A Europa, em especial, mais concretamente a União Europeia, obriga-nos, obriga todos os povos, a uma reflexão essencial e permanente, o que está longe de acontecer. A Europa é talvez o mais forte motor de mudança que se conhece. Mudará tudo, da civilização material à cultura. Até à alma, poder-se-á dizer. Apesar desta enorme importância, o debate público, motivador de consciência, é quase inexistente. Nem em período de eleições, nem em tempos normais. Os Estados, os poderes públicos e os partidos políticos não querem partilhar com os cidadãos as suas reflexões sobre a Europa, sobre a realidade futura do Estado e da nação, nem sequer sobre as dificuldades do nosso país. A Europa não se discute. A Europa não discute. A Europa não quer ser discutida.

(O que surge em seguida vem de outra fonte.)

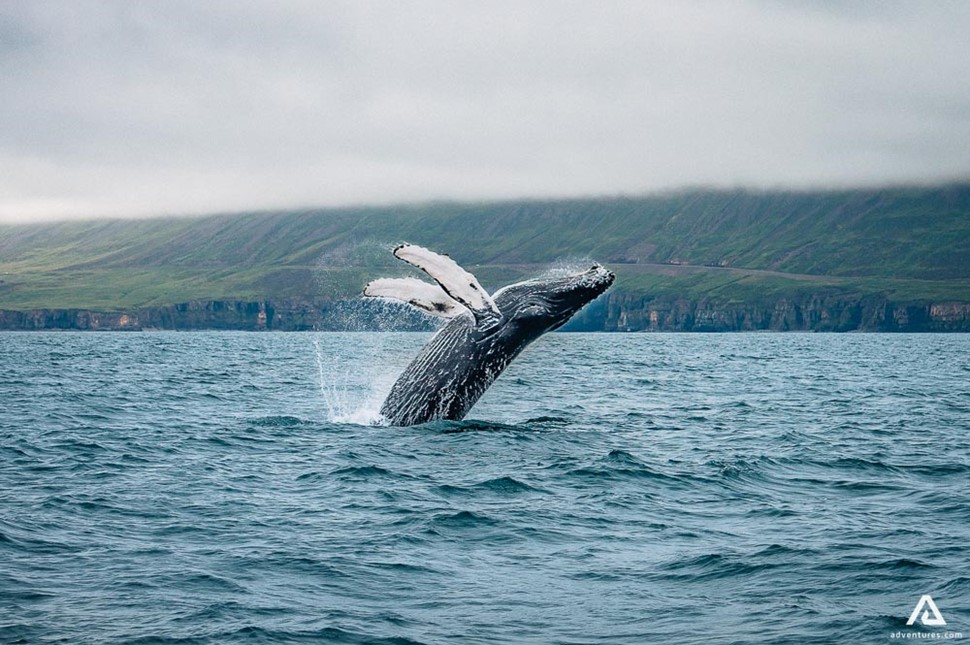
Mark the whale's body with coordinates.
[364,245,613,426]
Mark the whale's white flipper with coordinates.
[364,278,468,318]
[394,244,502,322]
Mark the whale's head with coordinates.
[493,264,615,337]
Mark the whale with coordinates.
[363,244,615,426]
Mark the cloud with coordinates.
[0,0,970,221]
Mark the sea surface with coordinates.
[0,332,970,644]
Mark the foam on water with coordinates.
[0,333,970,644]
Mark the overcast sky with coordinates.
[0,0,970,222]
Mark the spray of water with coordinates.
[313,336,384,425]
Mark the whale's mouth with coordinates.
[536,264,616,330]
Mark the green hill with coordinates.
[0,184,970,331]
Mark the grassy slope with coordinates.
[0,185,970,310]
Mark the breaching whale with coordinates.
[364,244,614,426]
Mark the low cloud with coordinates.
[0,0,970,221]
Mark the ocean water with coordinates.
[0,333,970,643]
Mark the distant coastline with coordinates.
[0,183,970,332]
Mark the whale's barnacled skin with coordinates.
[370,265,614,426]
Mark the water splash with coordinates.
[533,257,599,280]
[313,336,390,425]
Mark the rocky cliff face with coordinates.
[0,293,970,332]
[571,294,970,332]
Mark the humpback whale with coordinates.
[363,244,614,426]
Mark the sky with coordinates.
[0,0,970,222]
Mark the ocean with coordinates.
[0,332,970,644]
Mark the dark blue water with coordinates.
[0,333,970,643]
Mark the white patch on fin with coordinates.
[364,278,468,318]
[394,244,502,321]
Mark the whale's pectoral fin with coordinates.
[394,244,502,327]
[364,278,467,318]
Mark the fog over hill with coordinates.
[0,183,970,331]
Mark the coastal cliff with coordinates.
[0,293,970,333]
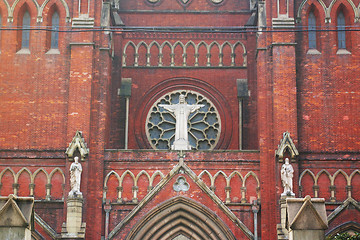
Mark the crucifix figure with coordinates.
[281,158,295,196]
[159,94,205,150]
[69,156,82,197]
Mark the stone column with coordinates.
[61,195,86,239]
[286,196,328,240]
[0,194,34,240]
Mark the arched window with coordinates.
[337,11,346,49]
[21,11,30,48]
[51,12,59,49]
[308,12,316,49]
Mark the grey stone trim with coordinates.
[109,158,254,239]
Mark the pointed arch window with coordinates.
[337,11,346,49]
[308,11,316,49]
[21,11,30,49]
[51,12,59,49]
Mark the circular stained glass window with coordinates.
[145,90,221,150]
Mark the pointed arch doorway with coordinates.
[126,197,235,240]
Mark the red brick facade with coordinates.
[0,0,360,240]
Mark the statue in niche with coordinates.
[69,156,82,197]
[159,94,205,150]
[281,158,295,196]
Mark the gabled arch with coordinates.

Sob o peso de uma identidade forte, os portugueses encontram-se hoje diante da necessidade de se comportar como toda a gente. De considerar que o seu país é como os outros. Os quarenta anos de ditadura não são mais desculpa nem pretexto. Os traços especiais que distinguiam Portugal, a pobreza, o atraso, o analfabetismo e a falta de liberdade, esbateram-se. Ser como os outros pode parecer um programa vil e triste, mas é, em última análise, uma grande ambição. Com uma certeza: apesar de igual aos outros, é o nosso.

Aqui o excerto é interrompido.